With an annual budget of about $40,000, ASEF converts community benevolence into tangible products for the four schools in the district plus local kindergartens. The funds don’t really go to the school per se, but rather go directly into the classrooms, toward specific projects or products. With more than 350 successes already to their credit over the past eight years, ASEF is on track again to fund whatever initiatives teachers can ideate.

“I love this program, I love those people,” said Page Hilltop Elementary School Principal Fred Deppy. “This is the first place I’ve ever been to where there is a community so devoted to the students.”

Deppy cites in-school items like iPads, microscopes, fitness equipment and art supplies among the scores of out-of-budget implements that ASEF has brought directly into students’ hands.

ASEF is a group of about 14 residents from the two towns. The ever-changing roster is compromised of parents, and loosely headed by co-chairs Randy Clemence and Brenda Magno. The all-volunteer army serves as a conduit between generous donors, mostly local businesses, and classroom teachers.

“Our donors are the reason we can do what we do,” said Magno.
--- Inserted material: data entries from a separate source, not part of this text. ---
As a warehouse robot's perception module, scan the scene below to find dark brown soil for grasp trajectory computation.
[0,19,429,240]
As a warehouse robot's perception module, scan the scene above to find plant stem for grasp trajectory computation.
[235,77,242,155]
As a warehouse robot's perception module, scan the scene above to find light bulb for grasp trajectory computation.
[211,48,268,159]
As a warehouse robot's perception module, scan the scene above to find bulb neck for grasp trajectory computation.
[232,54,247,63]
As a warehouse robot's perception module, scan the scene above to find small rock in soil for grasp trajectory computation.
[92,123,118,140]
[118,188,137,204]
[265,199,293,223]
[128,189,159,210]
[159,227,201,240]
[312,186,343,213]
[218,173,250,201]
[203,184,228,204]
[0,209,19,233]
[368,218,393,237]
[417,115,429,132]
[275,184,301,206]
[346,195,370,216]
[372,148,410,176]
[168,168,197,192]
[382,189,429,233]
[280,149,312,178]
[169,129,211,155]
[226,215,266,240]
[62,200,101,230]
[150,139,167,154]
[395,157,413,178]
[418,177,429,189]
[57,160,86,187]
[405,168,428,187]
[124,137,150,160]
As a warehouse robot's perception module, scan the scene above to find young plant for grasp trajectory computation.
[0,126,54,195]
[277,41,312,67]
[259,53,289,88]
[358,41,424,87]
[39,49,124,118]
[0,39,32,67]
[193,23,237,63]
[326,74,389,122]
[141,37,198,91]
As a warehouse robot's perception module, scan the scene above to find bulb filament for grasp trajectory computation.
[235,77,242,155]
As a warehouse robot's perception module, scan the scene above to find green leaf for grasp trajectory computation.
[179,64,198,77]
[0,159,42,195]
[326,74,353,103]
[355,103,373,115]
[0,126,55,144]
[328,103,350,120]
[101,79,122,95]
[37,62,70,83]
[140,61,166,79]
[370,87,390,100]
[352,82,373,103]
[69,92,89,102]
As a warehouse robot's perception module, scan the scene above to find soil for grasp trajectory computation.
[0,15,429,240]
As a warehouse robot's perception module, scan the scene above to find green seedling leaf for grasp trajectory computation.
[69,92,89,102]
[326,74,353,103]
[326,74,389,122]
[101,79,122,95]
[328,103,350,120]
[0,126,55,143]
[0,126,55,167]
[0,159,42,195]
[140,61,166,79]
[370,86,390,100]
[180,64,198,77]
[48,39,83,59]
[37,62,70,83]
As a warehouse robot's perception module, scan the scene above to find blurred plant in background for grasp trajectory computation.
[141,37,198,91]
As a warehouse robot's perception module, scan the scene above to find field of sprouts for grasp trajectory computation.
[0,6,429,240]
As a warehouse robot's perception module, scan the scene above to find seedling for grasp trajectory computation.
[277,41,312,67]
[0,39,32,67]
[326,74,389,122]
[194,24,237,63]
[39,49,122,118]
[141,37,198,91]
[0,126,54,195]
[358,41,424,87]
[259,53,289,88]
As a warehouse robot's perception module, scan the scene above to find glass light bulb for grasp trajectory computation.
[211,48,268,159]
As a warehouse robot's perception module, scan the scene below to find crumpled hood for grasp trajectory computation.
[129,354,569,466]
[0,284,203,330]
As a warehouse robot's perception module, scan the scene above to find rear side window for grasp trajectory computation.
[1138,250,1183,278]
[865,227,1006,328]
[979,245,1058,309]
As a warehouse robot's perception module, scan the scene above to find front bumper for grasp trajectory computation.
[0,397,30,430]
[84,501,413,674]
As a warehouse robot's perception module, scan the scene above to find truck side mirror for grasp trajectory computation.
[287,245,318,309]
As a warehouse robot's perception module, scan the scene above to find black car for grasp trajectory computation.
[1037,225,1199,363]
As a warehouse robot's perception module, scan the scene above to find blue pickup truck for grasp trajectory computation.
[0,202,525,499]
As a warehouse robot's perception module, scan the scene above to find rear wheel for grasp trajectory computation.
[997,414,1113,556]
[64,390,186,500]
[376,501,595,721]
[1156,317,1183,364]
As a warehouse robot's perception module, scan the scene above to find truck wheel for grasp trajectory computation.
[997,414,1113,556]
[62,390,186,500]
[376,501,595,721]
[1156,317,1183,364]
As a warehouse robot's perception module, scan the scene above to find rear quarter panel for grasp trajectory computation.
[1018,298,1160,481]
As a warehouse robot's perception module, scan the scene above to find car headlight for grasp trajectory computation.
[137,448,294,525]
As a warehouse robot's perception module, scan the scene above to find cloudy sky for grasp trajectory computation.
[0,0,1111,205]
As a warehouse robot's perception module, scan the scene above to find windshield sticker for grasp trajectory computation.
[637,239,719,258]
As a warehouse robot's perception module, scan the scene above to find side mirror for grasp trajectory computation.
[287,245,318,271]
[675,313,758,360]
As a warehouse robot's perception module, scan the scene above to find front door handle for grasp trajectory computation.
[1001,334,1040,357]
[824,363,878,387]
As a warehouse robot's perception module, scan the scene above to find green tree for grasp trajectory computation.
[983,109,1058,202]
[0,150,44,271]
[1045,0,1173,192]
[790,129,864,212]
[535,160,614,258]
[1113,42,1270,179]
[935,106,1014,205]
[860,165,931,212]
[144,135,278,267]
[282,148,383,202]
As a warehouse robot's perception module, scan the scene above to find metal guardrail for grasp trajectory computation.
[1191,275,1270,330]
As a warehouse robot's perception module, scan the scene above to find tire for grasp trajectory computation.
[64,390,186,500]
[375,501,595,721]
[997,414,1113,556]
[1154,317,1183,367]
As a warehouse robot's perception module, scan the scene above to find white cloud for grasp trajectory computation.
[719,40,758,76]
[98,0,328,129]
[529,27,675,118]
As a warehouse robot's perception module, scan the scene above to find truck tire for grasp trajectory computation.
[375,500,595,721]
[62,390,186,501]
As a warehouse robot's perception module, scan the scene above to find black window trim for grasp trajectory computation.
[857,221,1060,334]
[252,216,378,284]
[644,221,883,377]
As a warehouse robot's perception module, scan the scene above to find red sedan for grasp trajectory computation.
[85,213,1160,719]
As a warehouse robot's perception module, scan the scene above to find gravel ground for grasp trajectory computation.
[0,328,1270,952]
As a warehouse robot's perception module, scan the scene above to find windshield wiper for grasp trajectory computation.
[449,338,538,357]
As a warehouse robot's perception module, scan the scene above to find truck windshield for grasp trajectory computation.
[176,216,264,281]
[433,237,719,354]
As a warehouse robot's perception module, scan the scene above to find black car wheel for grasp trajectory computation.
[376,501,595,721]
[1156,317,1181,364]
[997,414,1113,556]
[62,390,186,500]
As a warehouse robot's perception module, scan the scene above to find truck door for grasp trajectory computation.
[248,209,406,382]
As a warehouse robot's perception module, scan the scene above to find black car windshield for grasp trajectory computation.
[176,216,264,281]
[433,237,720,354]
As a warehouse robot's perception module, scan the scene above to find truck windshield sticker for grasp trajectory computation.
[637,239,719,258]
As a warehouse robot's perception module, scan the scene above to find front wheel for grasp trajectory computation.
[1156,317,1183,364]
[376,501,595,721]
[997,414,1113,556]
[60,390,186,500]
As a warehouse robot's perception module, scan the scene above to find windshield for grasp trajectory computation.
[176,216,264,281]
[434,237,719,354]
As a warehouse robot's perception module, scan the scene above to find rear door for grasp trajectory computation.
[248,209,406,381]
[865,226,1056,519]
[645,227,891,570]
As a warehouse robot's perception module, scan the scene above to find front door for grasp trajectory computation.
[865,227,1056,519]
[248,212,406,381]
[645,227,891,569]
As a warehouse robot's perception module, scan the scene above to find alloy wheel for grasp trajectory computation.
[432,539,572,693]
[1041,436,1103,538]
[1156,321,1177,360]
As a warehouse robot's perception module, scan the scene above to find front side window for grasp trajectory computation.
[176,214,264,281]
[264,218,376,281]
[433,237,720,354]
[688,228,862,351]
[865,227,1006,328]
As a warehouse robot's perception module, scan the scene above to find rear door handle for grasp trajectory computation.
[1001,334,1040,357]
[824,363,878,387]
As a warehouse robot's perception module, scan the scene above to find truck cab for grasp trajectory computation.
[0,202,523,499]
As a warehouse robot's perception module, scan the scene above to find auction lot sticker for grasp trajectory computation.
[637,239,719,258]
From Knox Plumbing to Main Street Bank, dozens of sponsors contribute annually to ASEF, fully aware of the destination of those dollars.

Each town had its own incantation of an educational support foundation; Ayer’s dating back to 2004 and Shirley’s to 2007.
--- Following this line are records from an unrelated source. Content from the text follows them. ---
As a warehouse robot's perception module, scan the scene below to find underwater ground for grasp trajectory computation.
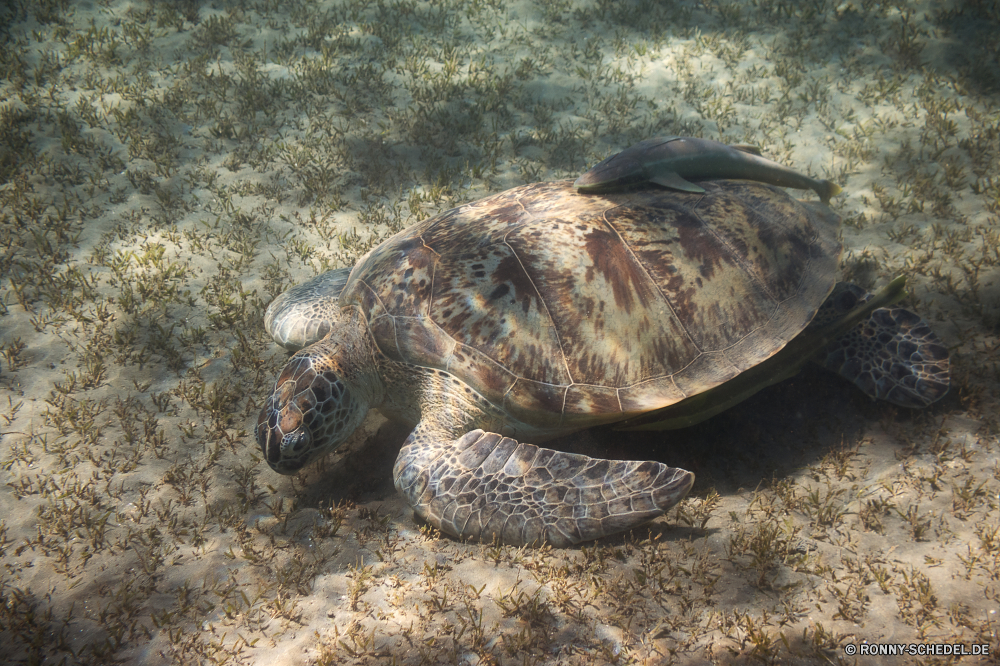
[0,0,1000,666]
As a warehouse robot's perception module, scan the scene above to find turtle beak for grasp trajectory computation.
[254,396,312,474]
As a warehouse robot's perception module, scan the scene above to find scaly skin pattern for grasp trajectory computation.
[814,282,951,409]
[393,424,694,547]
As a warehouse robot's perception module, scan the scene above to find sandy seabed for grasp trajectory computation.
[0,0,1000,665]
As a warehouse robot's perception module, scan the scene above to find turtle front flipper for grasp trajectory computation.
[814,282,951,409]
[393,426,694,547]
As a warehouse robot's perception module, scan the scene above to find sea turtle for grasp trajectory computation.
[255,180,948,546]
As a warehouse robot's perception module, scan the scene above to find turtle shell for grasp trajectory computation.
[340,180,840,428]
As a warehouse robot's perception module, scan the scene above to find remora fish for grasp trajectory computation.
[573,136,841,203]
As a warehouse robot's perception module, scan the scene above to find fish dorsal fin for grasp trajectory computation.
[730,143,763,157]
[649,171,705,194]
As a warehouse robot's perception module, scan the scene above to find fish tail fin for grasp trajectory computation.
[816,180,843,203]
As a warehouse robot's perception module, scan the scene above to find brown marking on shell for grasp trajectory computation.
[341,181,840,427]
[584,229,653,314]
[444,344,517,405]
[395,317,458,367]
[503,378,568,428]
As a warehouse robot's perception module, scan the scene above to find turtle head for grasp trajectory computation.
[254,337,369,474]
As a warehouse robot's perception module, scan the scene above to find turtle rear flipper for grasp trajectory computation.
[814,282,950,408]
[393,426,694,547]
But when the school systems merged in 2011, “we also merged our organizations,” said Clemence. “It improved our resources by joining forces.” Buoyed by perennial platinum member sponsors Bull Run Restaurant and All Star Sporting Goods, the now-unified ASEF aspires to honor every grant request.

“If we can only fully fund one but not another, then we partially fund both,” said Magno. Whatever gaps remain in the funding for the smattering of wide-ranging projects including arts, STEM, life sciences, English language arts, and humanities, can be filled with supplemental donations from the PTO and from each school’s own budget.

The fall round of grants usually totals about $25,000 and is given to teachers of all grades for whatever educational support needs they face. Some of the grant requests are as simple as needing transportation to museums and field trips to farms and climbing walls. In the spring, an additional $10,000 is awarded as an Impact Grant to bring technological devices to desktops. Last year, 40 iPads arrived into second grade classrooms at Page Hilltop.

The flagship of the ASEF fleet is the LEGO Robotics programs. “The robotics program is huge,” said Deppy. “We’re very proud of that and have more than 40 kids involved just in this school.” The robotics program, which has evolved into competitive teams across several age groups, spreads upward to the Shirley Middle School and to the high school.

“Many of the kids in the high school robotics got their start down here in LEGO Robotics. They even come back to mentor the younger students,” said program head Brian LaPointe. “It all started about eight years ago when ASEF gave us $2,000 to buy some old, used equipment. Since then, they have funded us every year.”

They also award an annual scholarship to outgoing Panthers who have demonstrated a commitment to community service and to academic success, plus $100 each to a chosen eighth-grade boy and girl. The five preschools in the district are not left out of ASEF’s philanthropy, with $3,000 given annually to fund similar, age-appropriate projects there.

Magno insists that ASEF’s work will continue even after the children of the members graduate and move on. “We are always looking for new members,” she said, “so that we can continue to transition as parents and students ‘age out’ of the system.”